Internet Explorer 6 was a well-liked browser that helped expand Microsoft browser market share to epic proportions (it has since slid to about 60 percent following the international success of Mozilla's Firefox).  

However, perhaps it was a little too good.  Many companies and individual users liked it so much that almost nine years later they still use the dinosaur of a browser.  And surprisingly some of the tech world's biggest names -- including Adobe Software and Google – use the browser not only for compatibility testing, but for daily browsing needs as well.

The danger of using such badly outdated software was brought into focus when Google and others were struck by hackers exploiting a flaw in Internet Explorer.  The latest version of IE -- IE 8 -- was at substantially lower risk, thanks to its memory protections.

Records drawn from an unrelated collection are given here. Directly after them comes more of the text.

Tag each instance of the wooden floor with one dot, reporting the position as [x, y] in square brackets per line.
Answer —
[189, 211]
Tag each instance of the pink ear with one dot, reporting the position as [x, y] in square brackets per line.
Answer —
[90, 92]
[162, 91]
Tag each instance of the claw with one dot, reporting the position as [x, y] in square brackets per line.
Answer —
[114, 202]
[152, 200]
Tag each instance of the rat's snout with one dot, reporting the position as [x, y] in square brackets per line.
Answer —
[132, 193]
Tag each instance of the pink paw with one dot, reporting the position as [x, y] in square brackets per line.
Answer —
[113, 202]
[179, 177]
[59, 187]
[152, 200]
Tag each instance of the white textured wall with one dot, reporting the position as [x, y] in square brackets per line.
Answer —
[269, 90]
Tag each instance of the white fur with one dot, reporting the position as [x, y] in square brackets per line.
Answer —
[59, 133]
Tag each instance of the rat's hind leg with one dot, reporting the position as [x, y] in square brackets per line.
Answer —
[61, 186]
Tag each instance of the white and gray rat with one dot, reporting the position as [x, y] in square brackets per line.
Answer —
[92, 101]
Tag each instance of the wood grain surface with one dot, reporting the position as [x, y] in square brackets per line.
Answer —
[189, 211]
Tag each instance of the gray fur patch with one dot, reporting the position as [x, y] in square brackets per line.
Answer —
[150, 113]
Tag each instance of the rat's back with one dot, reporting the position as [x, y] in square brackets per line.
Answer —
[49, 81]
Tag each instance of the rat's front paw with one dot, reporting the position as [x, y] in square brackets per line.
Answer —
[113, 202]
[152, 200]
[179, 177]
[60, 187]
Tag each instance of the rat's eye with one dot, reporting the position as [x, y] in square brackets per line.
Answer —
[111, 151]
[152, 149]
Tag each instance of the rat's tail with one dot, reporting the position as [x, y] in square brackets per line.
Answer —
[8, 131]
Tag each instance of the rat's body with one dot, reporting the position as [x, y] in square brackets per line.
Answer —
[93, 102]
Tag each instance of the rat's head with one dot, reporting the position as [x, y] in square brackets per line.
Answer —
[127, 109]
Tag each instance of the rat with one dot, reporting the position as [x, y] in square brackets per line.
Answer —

Now Google has reportedly released an internal memo saying that the company will no longer use 
or support Internet Explorer 6.  Writes Google:

We plan to begin phasing out support of these older browsers on the Google Docs suite and the Google Sites editor on March 1, 2010. After that point, certain functionality within these applications may have higher latency and may not work correctly in these older browsers. Later in 2010, we will start to phase out support for these browsers for Google Mail and Google Calendar.

Google Apps will continue to support Internet Explorer 7.0 and above, Firefox 3.0 and above, Google Chrome 4.0 and above, and Safari 3.0 and above.

Starting this week, users on these older browsers will see a message in Google Docs and the Google Sites editor explaining this change and asking them to upgrade their browser. We will also alert you again closer to March 1 to remind you of this change.

The decision to drop IE 6 support both internally and publicly is a rather bold move by Google.  In January Net Applications showed IE 6 to still be clinging to 20.06 percent market share -- almost as much as the newer IE 7.  By abandoning support for 20 percent of users, Google is pressuring users to switch to newer browsers -- something Microsoft has long been pleading customers and IT admins to do, even if it hasn't tried forcing their hands.  Google also risks alienating customers, though, who continue to cling to the ancient browser.